LOUISVILLE, Ky. —An appeal by Gary West, co-owner of disqualified Kentucky Derby winner Maximum Security, to overturn Saturday’s ruling by Churchill Downs’ stewards was denied Monday by the Kentucky Horse Racing Commission.
The appeal, which was filed Monday, never had a chance. The commission’s rulebook spells it out clearly: “Findings of fact and determination shall be final and shall not be subject to appeal.”
In an interview on NBC’s Today Show Monday morning, West said: “I think this is something that’s big enough that the entire racing world is looking at this, and I think they really deserve an opportunity to know what was really going on.”

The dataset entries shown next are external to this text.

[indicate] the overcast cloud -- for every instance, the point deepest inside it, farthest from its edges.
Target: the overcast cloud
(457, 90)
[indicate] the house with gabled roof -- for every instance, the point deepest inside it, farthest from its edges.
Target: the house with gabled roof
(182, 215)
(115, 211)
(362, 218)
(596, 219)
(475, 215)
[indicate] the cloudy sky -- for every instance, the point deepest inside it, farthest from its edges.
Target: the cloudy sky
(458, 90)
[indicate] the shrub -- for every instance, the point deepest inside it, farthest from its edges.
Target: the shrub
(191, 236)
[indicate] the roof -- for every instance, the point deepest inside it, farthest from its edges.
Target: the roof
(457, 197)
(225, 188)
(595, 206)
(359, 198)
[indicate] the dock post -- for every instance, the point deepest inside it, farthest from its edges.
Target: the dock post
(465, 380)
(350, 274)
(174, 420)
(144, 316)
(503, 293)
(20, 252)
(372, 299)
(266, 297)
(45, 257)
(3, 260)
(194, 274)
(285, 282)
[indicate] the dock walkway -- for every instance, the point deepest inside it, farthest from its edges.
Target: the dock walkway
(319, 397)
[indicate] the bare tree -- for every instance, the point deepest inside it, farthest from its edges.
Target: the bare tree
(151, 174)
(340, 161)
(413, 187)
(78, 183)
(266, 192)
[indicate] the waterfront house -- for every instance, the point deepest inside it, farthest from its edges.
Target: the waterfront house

West also said Maximum Security will not run May 18 in the Preakness “because there’s no Triple Crown on the line for us, and no reason to run a horse back in two weeks if you don’t have to.”
Twenty-two minutes after Maximum Security crossed the finish line Saturday, he was dropped to 17th for interference in the first on-track DQ of a winner in the Derby’s 145-year history. There were screams of outrage from the crowd of 150,729, many of whom bet on him.
About 90 minutes later came a tweet from Twinspires.com, Churchill Downs’ Internet betting site, saying it would refund win bets of up to $10 on Maximum Security. According to the track, all-sources win action on him was $6,212,046, with only a tiny percentage from small bets on Twinspires.com.
Dan in Kentucky tweeted this response: “If you’re refunding people money based on your call, then that shows you’re second-guessing your call in the first place.”
West was shaken but philosophical after leaving the winner’s circle without the trophy. “That’s horse racing,” he said. “Sometimes you win and sometimes you lose. Sometimes you win and you lose all in the same race.”
A few hours later, in a phone interview with The Associated Press, West said: “I think this is the most egregious disqualification in the history of horse racing, and not just because it’s our horse.”
Video shows front-running Maximum Security veered out two or three paths leaving the far turn. He impeded War of Will and Long Range Toddy and also bothered Bodexpress and to a lesser extent Country House, the 65-1 shot who ran second and was awarded the win.
Tyler Gaffalione and War of Will were fortunate they didn’t go down, which might have wiped out seven or eight horses. Trainer Mark Casse marveled that War of Will stayed upright and wasn’t hurt.
“The horse racing world should be happy that War of Will is such an athlete,” Casse said, “because not every horse doesn’t go down there. Should (Maximum Security) have come down? Absolutely. He put people’s lives in danger. He put horses’ lives in danger.”
Flavien Prat (on Country House) and Jon Court (Long Range Toddy) claimed foul. Casse said he told Gaffalione not to “because we were eighth. If we had finished fourth or third or second, we’d have been claiming foul in an instant.”
On Saturday night, stewards Barbara Borden, Butch Becraft and Tyler Picklesimer released a statement that Borden read in the press room. But by refusing to answer questions —there would have been dozens —they fueled the controversy and enraged West.
“I was a bit shocked that the stewards … refused to take a single question from the media,” West told NBC. “So they’ve been about as nontransparent about this whole thing as anything I’ve ever seen in my entire life.”